What’s perhaps more important is the Council’s resolve to take a closer look at the City’s pay plan and possibly move it from an automatic percentage-based increase to more of a merit-based system. I can’t speak for other Council members, but in this my first budget cycle, I found our pay plan frustrating because of the manner in which it distributed precious resources and made changes difficult to implement. I’m looking forward to making it a part of our past.
Finally, an Honest Budget, Mostly
That ‘heading’ above this sentence is my opinion, of course, and I do not doubt that other members of Council who’ve worked hard on past budgets would take exception to that statement. But from my perspective, this is the first year in many that we’re being forced to look at the full cost of our government. This is the first year in many that we’re not playing a shell game with our sales tax dollars and fooling ourselves into thinking we’re acting responsibly because we held taxes flat.

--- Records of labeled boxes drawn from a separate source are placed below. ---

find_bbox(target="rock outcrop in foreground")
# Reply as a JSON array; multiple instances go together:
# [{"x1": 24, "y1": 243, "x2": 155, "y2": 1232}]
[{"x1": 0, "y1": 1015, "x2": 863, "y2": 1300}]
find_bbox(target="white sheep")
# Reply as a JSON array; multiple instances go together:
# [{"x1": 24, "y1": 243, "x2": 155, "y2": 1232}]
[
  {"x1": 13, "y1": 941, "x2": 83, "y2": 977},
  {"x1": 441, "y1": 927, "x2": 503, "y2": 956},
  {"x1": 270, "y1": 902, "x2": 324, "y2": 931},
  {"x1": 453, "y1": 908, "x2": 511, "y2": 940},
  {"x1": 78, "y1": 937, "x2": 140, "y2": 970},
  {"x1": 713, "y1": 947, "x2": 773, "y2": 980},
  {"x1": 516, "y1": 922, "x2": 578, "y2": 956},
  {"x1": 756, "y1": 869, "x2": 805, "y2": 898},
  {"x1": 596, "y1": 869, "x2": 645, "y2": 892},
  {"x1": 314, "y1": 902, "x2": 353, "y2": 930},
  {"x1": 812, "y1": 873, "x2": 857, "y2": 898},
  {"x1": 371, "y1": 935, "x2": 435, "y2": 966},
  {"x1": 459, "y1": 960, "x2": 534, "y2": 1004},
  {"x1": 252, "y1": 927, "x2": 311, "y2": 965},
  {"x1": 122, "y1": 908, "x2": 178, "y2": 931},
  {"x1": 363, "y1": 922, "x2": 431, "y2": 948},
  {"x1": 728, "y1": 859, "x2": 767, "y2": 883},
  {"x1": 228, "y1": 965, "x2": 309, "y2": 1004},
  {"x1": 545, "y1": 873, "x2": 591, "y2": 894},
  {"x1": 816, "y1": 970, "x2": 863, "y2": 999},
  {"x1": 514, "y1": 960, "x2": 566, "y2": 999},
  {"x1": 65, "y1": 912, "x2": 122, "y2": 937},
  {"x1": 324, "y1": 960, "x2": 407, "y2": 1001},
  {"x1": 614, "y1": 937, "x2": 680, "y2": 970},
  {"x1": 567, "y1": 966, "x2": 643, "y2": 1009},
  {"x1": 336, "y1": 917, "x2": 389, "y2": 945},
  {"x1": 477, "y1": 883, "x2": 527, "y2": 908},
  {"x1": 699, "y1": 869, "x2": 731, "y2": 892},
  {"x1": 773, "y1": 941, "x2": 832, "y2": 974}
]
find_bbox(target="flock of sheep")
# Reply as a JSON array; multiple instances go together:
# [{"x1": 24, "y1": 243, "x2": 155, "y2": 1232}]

But there’s still that ** mostly ** qualifier. There’s still 40% of a penny of sales tax sheltering you from the full brunt and cost of our government. And that’s just the amount that’s allocated to direct property tax relief. There’s also the capital improvements funds which add up to another 65% of a penny in government spending that we as Council do not have to answer phone calls on.
I’m not arguing against using these funds for these purposes — yet — but I’m not far from arriving at that conclusion. In my mind, we have a Catch-22 in City government. Accountability? Yes, we want it! Transparency? Yes, another serving, please! Lower property taxes? Damn right, and don’t mind screwing the transparency and accountability along the way!

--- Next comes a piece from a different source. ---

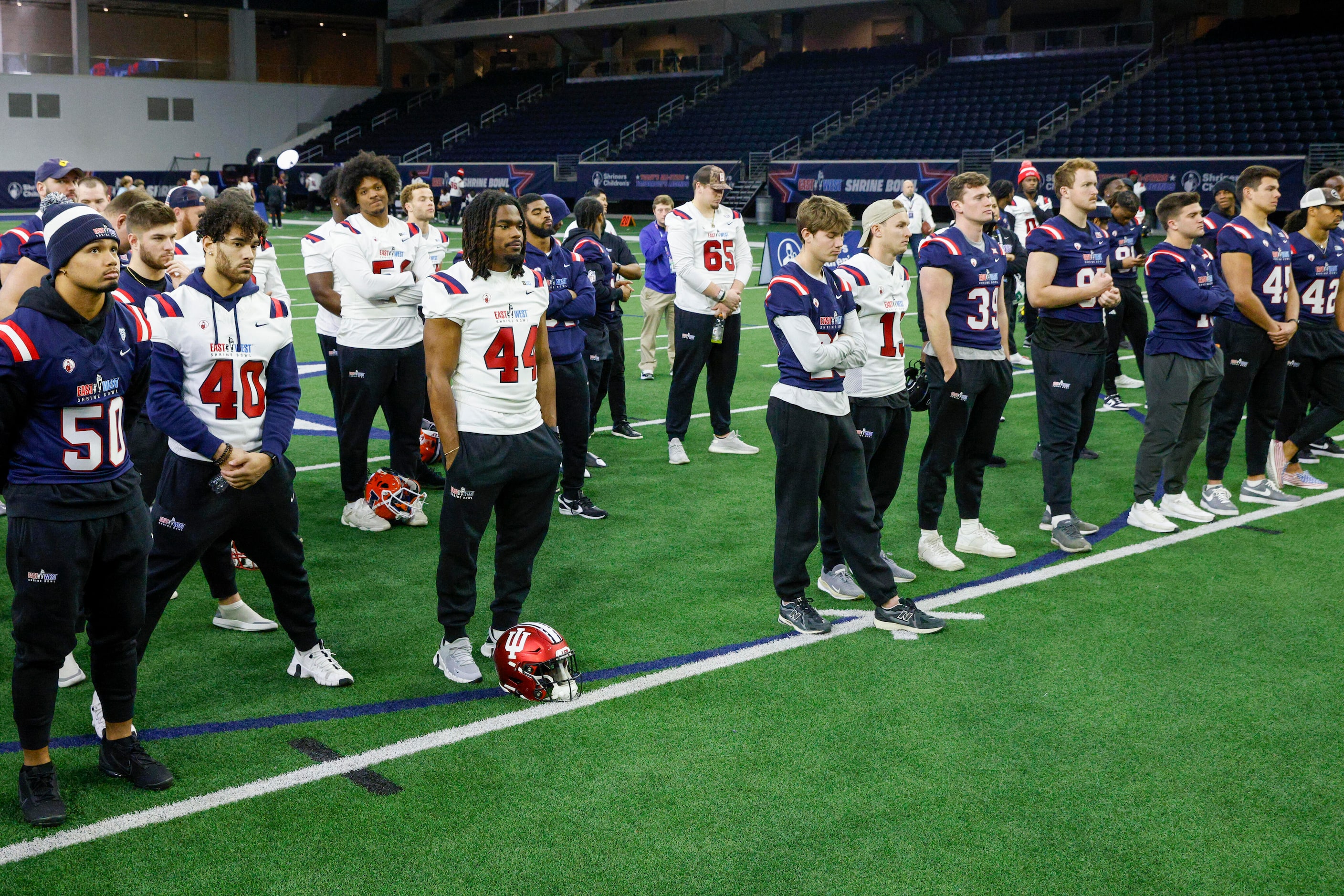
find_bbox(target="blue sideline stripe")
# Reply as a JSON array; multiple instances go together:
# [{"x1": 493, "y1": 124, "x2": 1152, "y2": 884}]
[{"x1": 0, "y1": 616, "x2": 858, "y2": 754}]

If you have strong thoughts on the matter, be prepared to let those of us on City Council know because the larger sales tax conversation appears to be on our horizon. I welcome it. Until then, I’ll hesitantly look forward to taking your call when the County sends out the tax notices. Please remember, my hearing is fine; there’s no need to yell. And if my inbox is full, at least you’ll know you’re not alone in your outrage.